В этом диалектическом срыве народной души и надо искать объяснение как невероятной напряженности и высоты метафизической проблематики русской революции, так и её предельному окаянству.
* * *
Метафизика не противоположна истории. И Вечное становится на земле через временное. Весь смысл исторического процесса в осуществлении на земле сверх исторического — Абсолютного. Моя попытка исторического объяснения связи в русской народной душе варварства и религиозности отнюдь не заключает в себе, таким образом, утверждения, что связь эта — явление преходящее, характерное не для сущности русской души, а для той стадии исторического развития, в которой находится сейчас Россия. Окончательное разрешение этого вопроса принадлежит будущему. Теоретически, конечно, допустимо, что и Россия со временем образумится, культурно причешется и на примере своей истории докажет правду кантовского утверждения, будто бы каждый народ в своем развитии неизбежно переходит от веры в Бога к положительному знанию, — от власти священнослужителей к власти пролетариата. Но пока это будущее, несмотря на диктатуру пролетариата, не наступило, у нас, безусловно, есть веские основания полагать, что дело обстоит не так и что враждебная дифференциация культуры религиозность субстанциально присуща русскому сознанию. В пользу такого положения говорит, прежде всего, самосознание русской духовной сущности — русская философия.
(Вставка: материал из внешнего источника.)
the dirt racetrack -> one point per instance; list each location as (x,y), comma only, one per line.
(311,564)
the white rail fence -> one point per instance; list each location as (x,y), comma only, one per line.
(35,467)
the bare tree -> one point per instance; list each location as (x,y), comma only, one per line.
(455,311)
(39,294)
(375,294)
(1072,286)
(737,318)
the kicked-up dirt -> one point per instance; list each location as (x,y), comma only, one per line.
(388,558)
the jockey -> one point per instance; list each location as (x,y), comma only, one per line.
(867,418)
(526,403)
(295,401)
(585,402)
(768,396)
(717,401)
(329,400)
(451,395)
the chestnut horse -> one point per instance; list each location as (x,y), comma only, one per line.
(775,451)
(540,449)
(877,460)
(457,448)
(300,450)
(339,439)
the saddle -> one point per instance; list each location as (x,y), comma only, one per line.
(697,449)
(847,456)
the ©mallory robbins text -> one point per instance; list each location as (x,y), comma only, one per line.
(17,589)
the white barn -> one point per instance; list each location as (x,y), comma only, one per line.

Начиная с ранних славянофилов, она неустанно и последовательно борется за религиозное единство бытия и сознания, за идеал религиозно-целостной жизни и не распадающейся на отдельные автономные сферы теономной культуры. Целое столетие она духовно влечется к церкви, как бы силясь вспомнить, осознать и философски высказать святоотеческий опыт; целое столетие из поколения в поколение ведет упорную борьбу с «рационализмом и атомизмом» западноевропейской мысли и жизни, с критически-формалистическим духом декарто-кантовской философии. Правда, борьбу эту начали не славянофилы, она началась на Западе, но это обстоятельство отнюдь не ослабляет философского значения славянофильства[177]. Не ослабляет потому, что значительность и оригинальность русской философии заключается (в противовес немецкому идеализму) не столько в стремлении к каким-либо особо новым и особо гениальным высказываниям, сколько в нравственно гениальном отказе от самого стиля гениального философствования, в отказе от всякого метафизического самоуправства, в деле постижения мира и жизни, в погашении в философствующем сознании духа прометеевского соревнования с откровенною истиной христианства.